Scheduled tasks in Origami re-run a prompt on a recurring basis (daily, weekly, monthly) and append new results to your table. Instead of remembering to hunt every Monday, you configure the task once. Every week, Origami searches for new job postings, enriches contacts, and drops the fresh leads into your table alongside your previous results — so you build a living pipeline without manual effort.

Here’s the exact prompt you can paste into Origami to automate this workflow:

Every week, search for job postings for CAIO, AI Strategist, Head of AI, VP AI at US companies with ≤50 employees, posted within the last 14 days, then enrich and auto-launch outreach.

After you paste this prompt, Origami’s AI agent will parse the intent, search the live web for matching listings, pull company details, and enrich decision-maker contact information (names, emails, phone numbers). You’ll get a table of qualified prospects — newly hired leaders or the executives overseeing those hires — with everything you need to start outreach in your existing tools.

Origami does not send emails or manage sequences. Once the list is built, export it to your outreach platform — Outreach, Salesloft, HubSpot, or whatever your team uses. Origami is the intelligence layer that feeds your pipeline; the actual communication stays in the tools you already trust.

You can get started immediately with Origami’s free plan, which includes 1,000 credits and no credit card required. Paid plans start at $29/month when you need more volume or export capabilities.

Stop chasing job postings — let them come to you

Manually scanning job boards every Monday is a recipe for burnout and missed opportunities.
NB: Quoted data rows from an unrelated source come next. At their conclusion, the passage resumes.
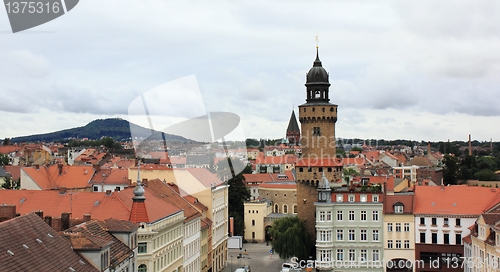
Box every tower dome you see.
[306,48,330,86]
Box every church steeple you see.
[286,110,300,145]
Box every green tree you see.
[443,154,458,185]
[216,159,252,236]
[2,177,21,190]
[0,153,10,165]
[269,216,312,260]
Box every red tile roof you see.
[22,164,95,190]
[0,213,100,272]
[414,185,500,216]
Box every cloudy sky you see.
[0,0,500,144]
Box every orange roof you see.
[295,158,344,167]
[259,182,297,189]
[0,187,180,222]
[414,185,500,216]
[22,164,95,190]
[187,168,223,188]
[92,168,128,184]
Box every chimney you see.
[52,217,62,231]
[61,212,71,230]
[0,204,16,222]
[43,215,52,227]
[35,210,43,219]
[469,134,472,156]
[229,217,234,236]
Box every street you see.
[222,243,283,272]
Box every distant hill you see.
[10,118,193,143]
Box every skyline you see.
[0,0,500,142]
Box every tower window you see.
[313,127,321,136]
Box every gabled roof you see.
[295,158,344,167]
[0,213,100,272]
[63,220,134,267]
[286,110,300,132]
[22,164,95,190]
[414,185,500,216]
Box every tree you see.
[2,177,21,190]
[269,216,312,260]
[216,159,252,236]
[0,153,10,166]
[443,154,458,185]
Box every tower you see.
[295,47,342,244]
[286,110,300,146]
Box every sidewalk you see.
[222,243,283,272]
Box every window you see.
[396,240,401,249]
[394,204,403,213]
[361,230,367,241]
[361,211,366,221]
[349,230,356,241]
[137,243,148,253]
[319,230,332,242]
[337,249,344,261]
[337,211,343,221]
[431,233,437,244]
[337,230,344,241]
[359,249,368,262]
[443,233,450,245]
[349,249,356,261]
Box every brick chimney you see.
[61,212,71,230]
[0,204,16,222]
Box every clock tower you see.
[295,47,342,240]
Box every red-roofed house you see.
[413,185,500,271]
[21,164,95,191]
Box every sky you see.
[0,0,500,141]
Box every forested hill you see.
[10,118,192,143]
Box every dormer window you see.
[394,202,404,213]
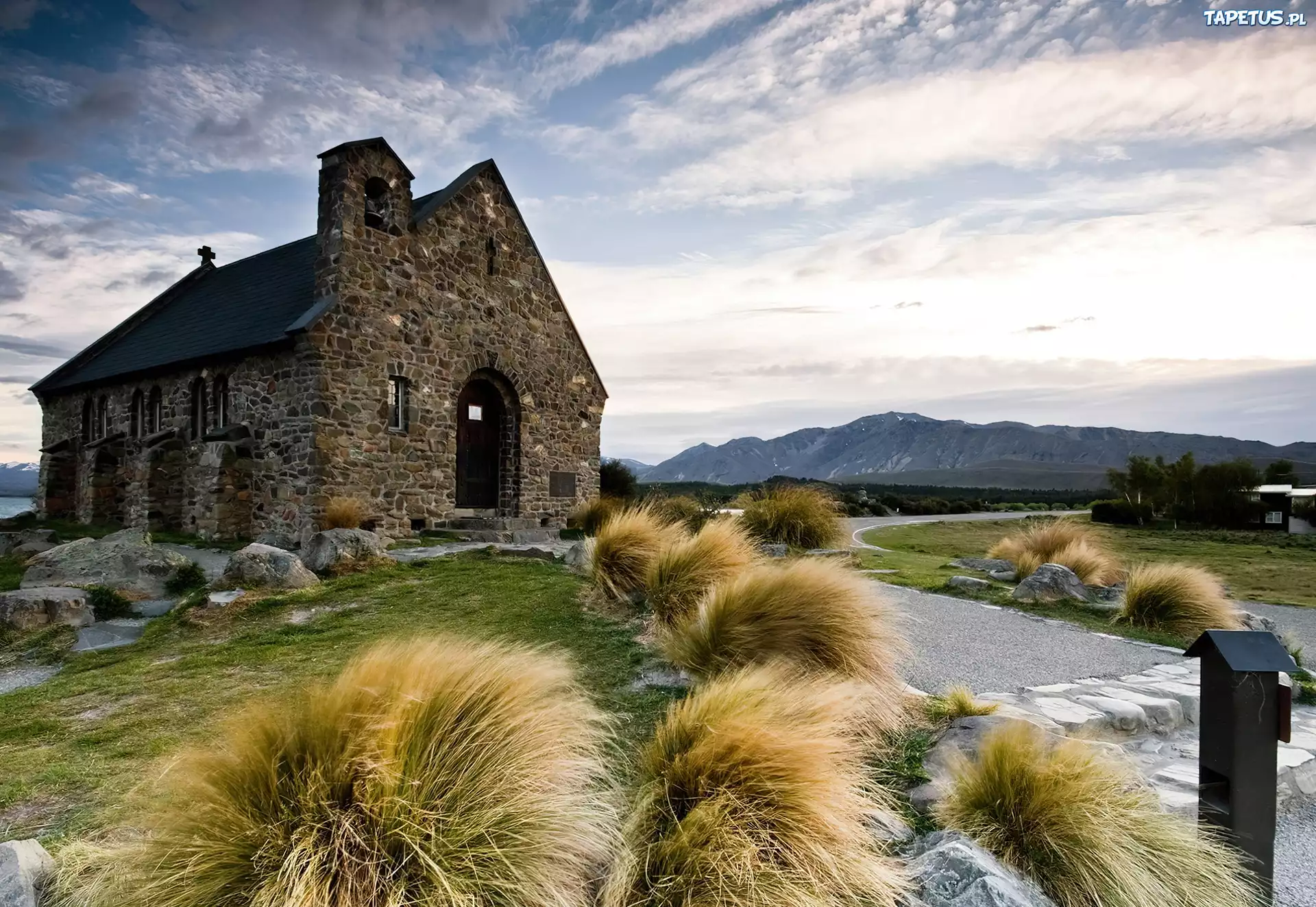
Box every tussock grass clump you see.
[987,519,1120,585]
[659,559,908,707]
[570,498,622,536]
[59,640,616,907]
[937,721,1257,907]
[924,686,997,721]
[1116,564,1243,636]
[645,520,758,624]
[601,665,904,907]
[741,485,845,548]
[324,498,366,529]
[585,505,682,601]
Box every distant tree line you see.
[1093,452,1297,529]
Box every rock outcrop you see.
[302,529,388,572]
[222,542,320,588]
[1013,564,1091,603]
[0,585,96,629]
[23,529,191,599]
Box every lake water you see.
[0,498,32,520]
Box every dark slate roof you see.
[32,162,502,394]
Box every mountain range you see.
[637,412,1316,489]
[0,463,41,498]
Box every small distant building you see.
[1247,485,1316,535]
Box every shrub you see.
[937,721,1257,907]
[568,498,621,536]
[645,520,758,624]
[59,640,615,907]
[1034,538,1120,585]
[587,505,679,601]
[324,498,366,529]
[164,561,208,595]
[741,485,845,548]
[924,686,997,721]
[1116,564,1242,637]
[659,559,908,707]
[87,585,133,620]
[601,665,904,907]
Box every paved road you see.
[881,585,1175,692]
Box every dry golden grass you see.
[601,665,905,907]
[987,519,1121,585]
[568,498,622,536]
[645,520,758,624]
[1116,564,1243,637]
[58,638,616,907]
[324,498,366,529]
[924,686,997,721]
[741,485,845,549]
[659,558,910,704]
[585,504,683,601]
[937,721,1257,907]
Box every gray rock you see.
[255,532,297,552]
[23,529,189,599]
[1239,609,1279,636]
[907,832,1056,907]
[1013,564,1090,603]
[0,585,95,629]
[0,838,56,907]
[302,529,388,572]
[950,557,1014,572]
[222,542,320,588]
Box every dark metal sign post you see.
[1184,629,1297,900]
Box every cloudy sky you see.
[0,0,1316,462]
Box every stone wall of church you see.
[37,339,317,538]
[310,146,605,536]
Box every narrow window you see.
[191,378,206,441]
[366,176,389,230]
[127,388,146,438]
[146,385,164,435]
[215,375,229,429]
[388,375,409,432]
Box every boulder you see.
[907,832,1056,907]
[304,529,387,572]
[1013,564,1091,603]
[23,529,191,599]
[0,585,95,629]
[949,557,1014,572]
[254,532,297,552]
[223,542,320,588]
[0,838,56,907]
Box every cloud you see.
[0,262,27,303]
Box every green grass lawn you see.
[864,518,1316,605]
[0,554,672,840]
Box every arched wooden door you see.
[456,378,504,509]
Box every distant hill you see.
[0,463,41,498]
[644,412,1316,489]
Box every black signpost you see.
[1184,629,1297,898]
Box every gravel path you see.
[881,585,1176,692]
[1275,800,1316,907]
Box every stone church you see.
[32,138,607,540]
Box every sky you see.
[0,0,1316,462]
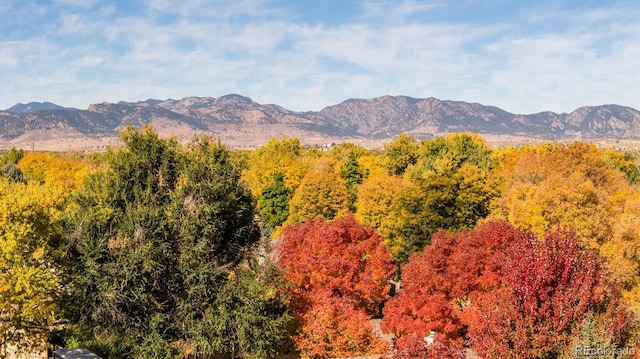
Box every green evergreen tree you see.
[62,127,286,358]
[383,133,420,175]
[258,173,293,228]
[340,152,366,212]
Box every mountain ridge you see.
[0,94,640,147]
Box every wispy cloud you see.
[0,0,640,113]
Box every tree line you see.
[0,127,640,358]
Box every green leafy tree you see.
[0,163,27,183]
[0,147,24,165]
[0,178,66,354]
[385,133,500,266]
[287,159,349,224]
[340,152,366,212]
[63,127,286,358]
[258,173,292,228]
[384,133,420,175]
The companies hiring AI executives right now are the ones most likely to invest in AI tools, services, and platforms over the next 12 months. The rep who reaches them first — with a timely, relevant message — wins the deal.

Automating the search with Origami turns a time-consuming ritual into a competitive advantage. Paste the prompt, set the schedule, and let the AI deliver a fresh list of verified contacts every week. You show up to Monday fully loaded — no spreadsheets, no tab-hopping, just a pipeline of companies actively building their AI future.